Boursnell, Richard (1832-1909)

British spirit photographer who is supposed to have obtained psychic markings on his plates as early as 1851, but when accused by his partner of spoiling the plates, he stopped taking photographs himself until 40 years later. A repetition of the same annoyance then occurred. W. T. Stead, a journalist interested in psychic subjects, claimed that the markings were psychic and prevailed upon Boursnell to sit for spirit photo-graphs. He was strikingly successful, and in 1903 the Spiritual-ists of London presented him with a signed testimonial and a purse of gold as a mark of their high esteem. A spirit photography exhibition of 100 chosen photographs was displayed in the rooms of the Psychological Society at Portman Square. Eighty-nine negatives taken by Boursnell in conjunction with S. W. Woolley between 1897-1907 were preserved at the British College of Psychic Science.

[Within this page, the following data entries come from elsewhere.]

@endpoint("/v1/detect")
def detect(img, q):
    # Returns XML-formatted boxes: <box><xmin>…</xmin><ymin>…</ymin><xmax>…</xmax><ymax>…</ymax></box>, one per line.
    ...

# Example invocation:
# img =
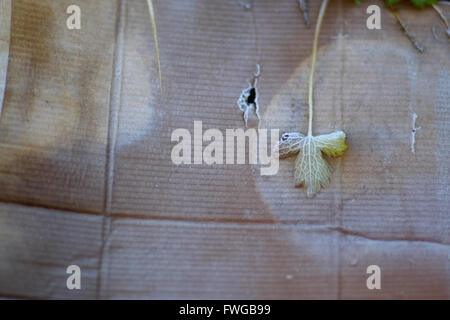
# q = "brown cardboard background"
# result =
<box><xmin>0</xmin><ymin>0</ymin><xmax>450</xmax><ymax>299</ymax></box>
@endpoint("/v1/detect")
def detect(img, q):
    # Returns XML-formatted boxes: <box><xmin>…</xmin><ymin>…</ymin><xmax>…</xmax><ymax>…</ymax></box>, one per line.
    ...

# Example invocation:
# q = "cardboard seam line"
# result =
<box><xmin>0</xmin><ymin>0</ymin><xmax>12</xmax><ymax>120</ymax></box>
<box><xmin>96</xmin><ymin>0</ymin><xmax>127</xmax><ymax>299</ymax></box>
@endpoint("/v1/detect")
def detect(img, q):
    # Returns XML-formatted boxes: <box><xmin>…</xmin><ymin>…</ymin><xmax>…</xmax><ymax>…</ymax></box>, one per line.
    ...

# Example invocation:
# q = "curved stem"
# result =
<box><xmin>147</xmin><ymin>0</ymin><xmax>163</xmax><ymax>94</ymax></box>
<box><xmin>308</xmin><ymin>0</ymin><xmax>328</xmax><ymax>136</ymax></box>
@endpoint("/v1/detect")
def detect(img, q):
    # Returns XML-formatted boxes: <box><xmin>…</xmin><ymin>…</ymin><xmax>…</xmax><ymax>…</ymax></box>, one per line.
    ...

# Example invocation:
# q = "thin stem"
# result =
<box><xmin>390</xmin><ymin>6</ymin><xmax>424</xmax><ymax>53</ymax></box>
<box><xmin>147</xmin><ymin>0</ymin><xmax>162</xmax><ymax>94</ymax></box>
<box><xmin>308</xmin><ymin>0</ymin><xmax>328</xmax><ymax>136</ymax></box>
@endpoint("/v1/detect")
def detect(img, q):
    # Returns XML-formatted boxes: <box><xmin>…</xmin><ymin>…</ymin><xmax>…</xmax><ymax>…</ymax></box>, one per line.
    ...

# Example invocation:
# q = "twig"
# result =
<box><xmin>411</xmin><ymin>112</ymin><xmax>421</xmax><ymax>153</ymax></box>
<box><xmin>308</xmin><ymin>0</ymin><xmax>328</xmax><ymax>137</ymax></box>
<box><xmin>390</xmin><ymin>6</ymin><xmax>424</xmax><ymax>53</ymax></box>
<box><xmin>147</xmin><ymin>0</ymin><xmax>162</xmax><ymax>94</ymax></box>
<box><xmin>298</xmin><ymin>0</ymin><xmax>311</xmax><ymax>28</ymax></box>
<box><xmin>432</xmin><ymin>4</ymin><xmax>450</xmax><ymax>37</ymax></box>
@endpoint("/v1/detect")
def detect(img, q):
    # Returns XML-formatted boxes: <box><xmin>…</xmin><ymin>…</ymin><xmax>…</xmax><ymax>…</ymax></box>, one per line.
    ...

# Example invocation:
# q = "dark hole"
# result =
<box><xmin>247</xmin><ymin>88</ymin><xmax>256</xmax><ymax>105</ymax></box>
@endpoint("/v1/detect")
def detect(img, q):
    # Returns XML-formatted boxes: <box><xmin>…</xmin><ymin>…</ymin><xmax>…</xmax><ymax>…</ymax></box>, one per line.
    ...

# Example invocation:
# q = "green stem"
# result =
<box><xmin>308</xmin><ymin>0</ymin><xmax>328</xmax><ymax>136</ymax></box>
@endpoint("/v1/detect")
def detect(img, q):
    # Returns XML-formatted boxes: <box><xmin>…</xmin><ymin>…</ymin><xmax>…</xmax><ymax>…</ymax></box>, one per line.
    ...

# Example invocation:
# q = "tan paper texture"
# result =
<box><xmin>0</xmin><ymin>0</ymin><xmax>450</xmax><ymax>299</ymax></box>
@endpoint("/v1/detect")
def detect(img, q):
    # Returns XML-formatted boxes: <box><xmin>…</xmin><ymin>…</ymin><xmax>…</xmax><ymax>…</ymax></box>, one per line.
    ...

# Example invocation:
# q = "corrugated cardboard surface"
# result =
<box><xmin>0</xmin><ymin>0</ymin><xmax>450</xmax><ymax>299</ymax></box>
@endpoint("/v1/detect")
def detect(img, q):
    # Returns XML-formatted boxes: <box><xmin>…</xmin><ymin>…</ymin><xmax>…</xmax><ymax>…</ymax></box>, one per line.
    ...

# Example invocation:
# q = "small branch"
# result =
<box><xmin>390</xmin><ymin>7</ymin><xmax>424</xmax><ymax>53</ymax></box>
<box><xmin>147</xmin><ymin>0</ymin><xmax>162</xmax><ymax>94</ymax></box>
<box><xmin>411</xmin><ymin>112</ymin><xmax>421</xmax><ymax>153</ymax></box>
<box><xmin>432</xmin><ymin>4</ymin><xmax>450</xmax><ymax>37</ymax></box>
<box><xmin>298</xmin><ymin>0</ymin><xmax>311</xmax><ymax>28</ymax></box>
<box><xmin>308</xmin><ymin>0</ymin><xmax>328</xmax><ymax>137</ymax></box>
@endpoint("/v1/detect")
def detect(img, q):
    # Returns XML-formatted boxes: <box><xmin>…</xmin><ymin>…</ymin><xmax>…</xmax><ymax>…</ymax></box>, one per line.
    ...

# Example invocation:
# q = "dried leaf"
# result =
<box><xmin>277</xmin><ymin>131</ymin><xmax>348</xmax><ymax>197</ymax></box>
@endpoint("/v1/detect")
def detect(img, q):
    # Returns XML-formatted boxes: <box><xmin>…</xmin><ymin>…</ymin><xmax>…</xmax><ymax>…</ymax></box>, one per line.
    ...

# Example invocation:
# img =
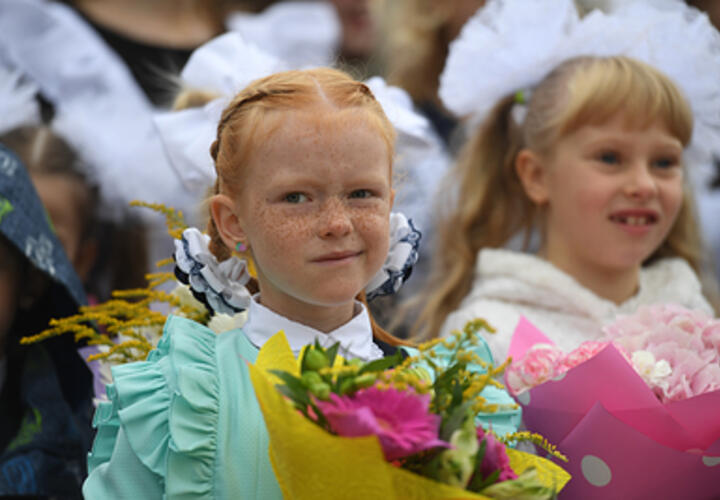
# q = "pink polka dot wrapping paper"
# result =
<box><xmin>510</xmin><ymin>318</ymin><xmax>720</xmax><ymax>500</ymax></box>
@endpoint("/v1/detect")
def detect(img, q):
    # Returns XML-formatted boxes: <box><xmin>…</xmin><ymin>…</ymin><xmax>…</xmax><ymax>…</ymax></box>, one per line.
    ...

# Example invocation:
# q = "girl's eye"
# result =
<box><xmin>350</xmin><ymin>189</ymin><xmax>372</xmax><ymax>199</ymax></box>
<box><xmin>283</xmin><ymin>193</ymin><xmax>308</xmax><ymax>203</ymax></box>
<box><xmin>597</xmin><ymin>151</ymin><xmax>620</xmax><ymax>165</ymax></box>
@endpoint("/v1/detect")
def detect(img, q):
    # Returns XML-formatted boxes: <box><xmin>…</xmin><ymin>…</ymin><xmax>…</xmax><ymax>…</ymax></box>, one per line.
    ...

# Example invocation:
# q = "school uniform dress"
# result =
<box><xmin>441</xmin><ymin>248</ymin><xmax>713</xmax><ymax>361</ymax></box>
<box><xmin>83</xmin><ymin>300</ymin><xmax>519</xmax><ymax>500</ymax></box>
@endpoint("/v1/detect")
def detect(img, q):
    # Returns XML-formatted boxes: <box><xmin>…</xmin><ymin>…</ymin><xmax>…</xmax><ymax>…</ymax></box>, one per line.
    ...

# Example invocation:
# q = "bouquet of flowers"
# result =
<box><xmin>505</xmin><ymin>305</ymin><xmax>720</xmax><ymax>499</ymax></box>
<box><xmin>21</xmin><ymin>202</ymin><xmax>251</xmax><ymax>406</ymax></box>
<box><xmin>250</xmin><ymin>322</ymin><xmax>569</xmax><ymax>499</ymax></box>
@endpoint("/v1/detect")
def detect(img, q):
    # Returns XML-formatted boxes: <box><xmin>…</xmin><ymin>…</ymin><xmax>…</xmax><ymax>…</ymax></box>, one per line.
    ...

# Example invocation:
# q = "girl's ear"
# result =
<box><xmin>208</xmin><ymin>194</ymin><xmax>247</xmax><ymax>248</ymax></box>
<box><xmin>515</xmin><ymin>149</ymin><xmax>549</xmax><ymax>205</ymax></box>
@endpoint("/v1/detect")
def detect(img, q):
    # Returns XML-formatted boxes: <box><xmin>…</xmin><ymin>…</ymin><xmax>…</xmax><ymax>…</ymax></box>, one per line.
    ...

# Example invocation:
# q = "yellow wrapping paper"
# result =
<box><xmin>250</xmin><ymin>332</ymin><xmax>570</xmax><ymax>500</ymax></box>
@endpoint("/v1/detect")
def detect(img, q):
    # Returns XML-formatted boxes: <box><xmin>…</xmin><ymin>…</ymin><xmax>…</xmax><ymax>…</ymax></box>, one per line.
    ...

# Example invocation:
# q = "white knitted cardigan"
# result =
<box><xmin>441</xmin><ymin>249</ymin><xmax>712</xmax><ymax>362</ymax></box>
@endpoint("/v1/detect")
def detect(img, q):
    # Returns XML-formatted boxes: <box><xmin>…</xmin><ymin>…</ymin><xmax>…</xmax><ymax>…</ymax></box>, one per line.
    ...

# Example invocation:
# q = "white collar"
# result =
<box><xmin>243</xmin><ymin>295</ymin><xmax>383</xmax><ymax>361</ymax></box>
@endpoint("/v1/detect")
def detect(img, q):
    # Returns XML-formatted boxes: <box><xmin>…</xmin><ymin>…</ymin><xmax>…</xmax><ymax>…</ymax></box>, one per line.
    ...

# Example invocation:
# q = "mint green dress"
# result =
<box><xmin>83</xmin><ymin>316</ymin><xmax>520</xmax><ymax>500</ymax></box>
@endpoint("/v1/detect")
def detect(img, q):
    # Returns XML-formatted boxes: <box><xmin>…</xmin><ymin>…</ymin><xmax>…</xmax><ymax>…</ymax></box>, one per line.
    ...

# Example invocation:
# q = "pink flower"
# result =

Like almost every person engaged in a form of psychic photography, Boursnell was accused of fraud. William Usborne Moore wrote in Glimpses of the Next State (1911) that he provided complete proof of a fraudulent production to the London Spiritualist Alliance. Duplicates, triplicates, and quadruplicates of Boursnell's spirit pictures were numerous. A tracing could be made from one form in one photograph to the form in another, and not the slightest difference in detail could be discovered. Nevertheless, Admiral Moore believed that Boursnell had genuine powers and was an excellent clairvoyant, for Boursnell repeatedly described the spirit forms before he made an exposure, and the extra on the plate completely corresponded with his description. However, this is hardly satisfactory as proof, since Boursnell could have been describing extra spirit forms already prepared.